Monday, May 26, 2014

Populate a Sandbox in 5 minutes and learn some graph theory.

Every time I populate a Developer Sandbox with a snapshot of production data I smile. Today, in tracking down an interesting bug, I populated a sandbox with all won Opportunities since 1-Dec-2013 plus their associated

  • Accounts
  • Contacts,
  • Opportunity Line Items
  • Quotes & Quote Line Items
  • Quote PDF Documents 
  • plus a handful of other tables. 
How long did this take: 4 minutes, 27 seconds.

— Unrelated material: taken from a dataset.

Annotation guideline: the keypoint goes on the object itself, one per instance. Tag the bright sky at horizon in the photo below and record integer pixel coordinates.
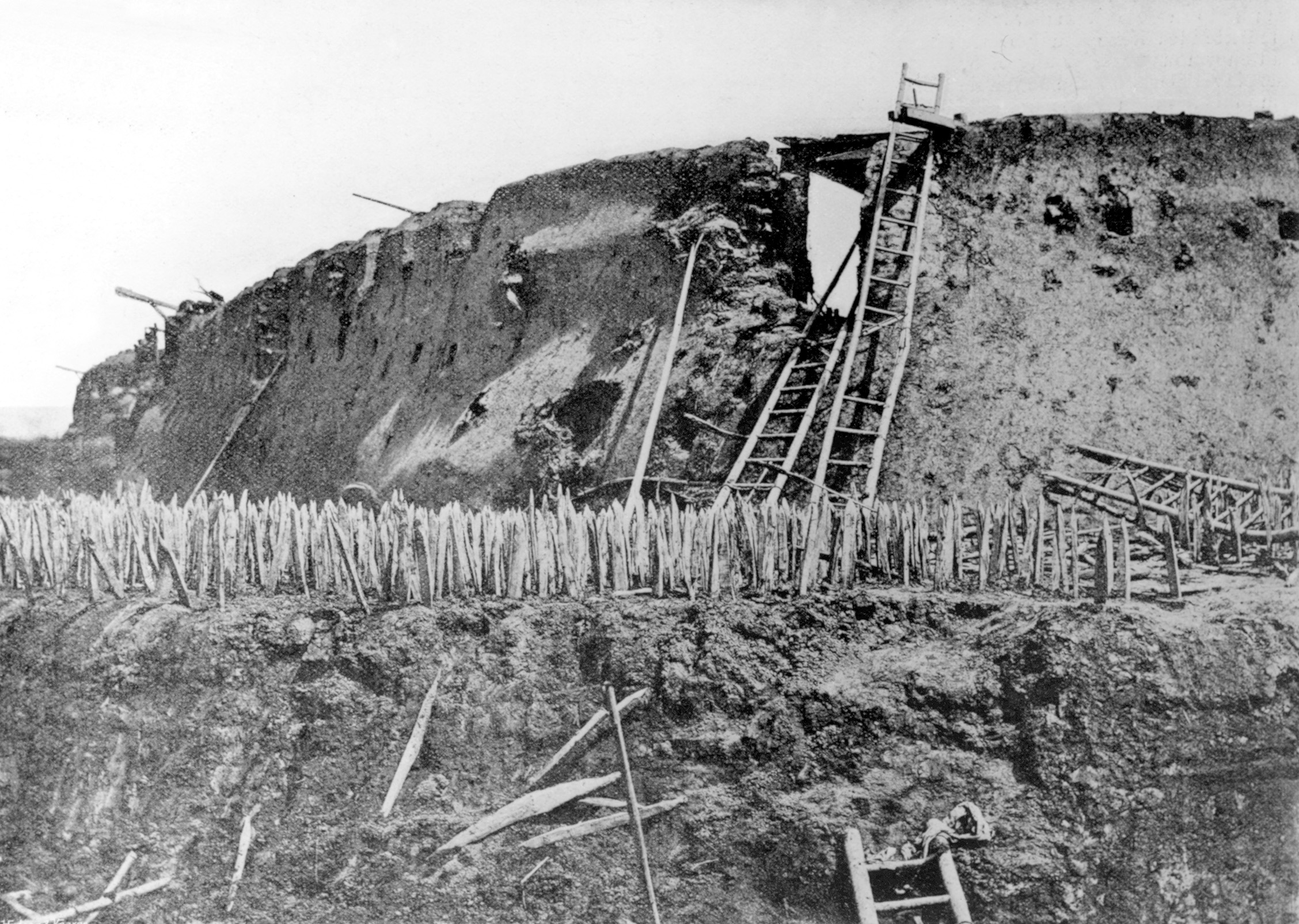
(153, 143)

I restored: + all the records + all the links between the records + the attachments & notes
The tool I used was CopyStorm/Restore -- this is not a product promo but a discussion of the graph theory problem faced in restoring Salesforce data.

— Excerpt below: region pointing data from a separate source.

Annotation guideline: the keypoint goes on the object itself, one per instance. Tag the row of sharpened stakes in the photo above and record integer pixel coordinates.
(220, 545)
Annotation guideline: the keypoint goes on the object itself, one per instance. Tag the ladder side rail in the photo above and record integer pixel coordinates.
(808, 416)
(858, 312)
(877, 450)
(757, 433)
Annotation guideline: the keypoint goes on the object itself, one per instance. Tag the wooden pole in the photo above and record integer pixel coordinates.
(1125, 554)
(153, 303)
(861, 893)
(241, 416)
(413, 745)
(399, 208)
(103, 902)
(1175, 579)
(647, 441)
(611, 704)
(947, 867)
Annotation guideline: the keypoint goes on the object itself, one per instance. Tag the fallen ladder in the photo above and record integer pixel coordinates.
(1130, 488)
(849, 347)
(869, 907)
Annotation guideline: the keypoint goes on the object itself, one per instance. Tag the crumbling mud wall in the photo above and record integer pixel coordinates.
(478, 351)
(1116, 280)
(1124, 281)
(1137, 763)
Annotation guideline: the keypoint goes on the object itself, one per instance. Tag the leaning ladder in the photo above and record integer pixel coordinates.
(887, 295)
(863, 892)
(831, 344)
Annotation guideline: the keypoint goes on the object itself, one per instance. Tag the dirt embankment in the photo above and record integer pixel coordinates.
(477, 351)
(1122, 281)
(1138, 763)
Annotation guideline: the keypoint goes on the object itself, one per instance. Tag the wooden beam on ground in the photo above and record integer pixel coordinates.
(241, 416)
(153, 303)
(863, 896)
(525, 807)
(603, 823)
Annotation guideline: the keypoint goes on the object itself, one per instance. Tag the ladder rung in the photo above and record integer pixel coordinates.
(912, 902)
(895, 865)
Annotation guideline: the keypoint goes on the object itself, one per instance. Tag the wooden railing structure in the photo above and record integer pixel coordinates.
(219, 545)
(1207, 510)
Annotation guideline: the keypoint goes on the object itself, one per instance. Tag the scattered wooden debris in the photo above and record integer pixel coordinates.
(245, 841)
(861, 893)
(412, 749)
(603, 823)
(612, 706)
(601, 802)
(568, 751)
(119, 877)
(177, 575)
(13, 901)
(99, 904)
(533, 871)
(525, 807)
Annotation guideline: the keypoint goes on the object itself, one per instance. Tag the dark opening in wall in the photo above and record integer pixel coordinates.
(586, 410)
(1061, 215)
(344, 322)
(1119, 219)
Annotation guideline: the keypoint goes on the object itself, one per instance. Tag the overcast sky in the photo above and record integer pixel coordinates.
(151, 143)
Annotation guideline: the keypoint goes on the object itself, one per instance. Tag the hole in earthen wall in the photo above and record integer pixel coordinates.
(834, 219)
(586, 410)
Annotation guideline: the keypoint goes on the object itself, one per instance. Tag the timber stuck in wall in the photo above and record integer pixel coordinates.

Anyone who has use data loaders (Salesforce or Jitterbit) knows that the routine for importing Account and Contact records is:

  • Import Accounts
  • Take the generated Ids from importing the Accounts and patch the Contact import file. 
  • Import the Contacts 
Of course, if there are Account->Account relationships or Contact->ReportsTo relationships then the problem is quite a bit more difficult.

The problem is inherently difficult because Salesforce supports almost arbitrary relationships between records.

Finding and restoring all of the relationships is fundamentally a well known graph theory problem (minimal spanning subtree) and has the unfortunate property of being an NP-complete problem.

Roughly, NP-complete means that the complexity of the problem grows at a rate faster than any polynomial as more records and relationships are added.

An exhaustive search is rarely possible for this class of problem if the # of records and relationships is very large -- an algorithm has to "know" something about the problem domain and efficiently "prune" the search space.

Oddly enough the "Salesforce Restore" problem is similar to a problem in computational chemistry. The problem: Given part of a molecular structure, find all molecules that match the pattern. Ring system make this a difficult problem in chemistry -- knowledge about possible ring systems make it do-able.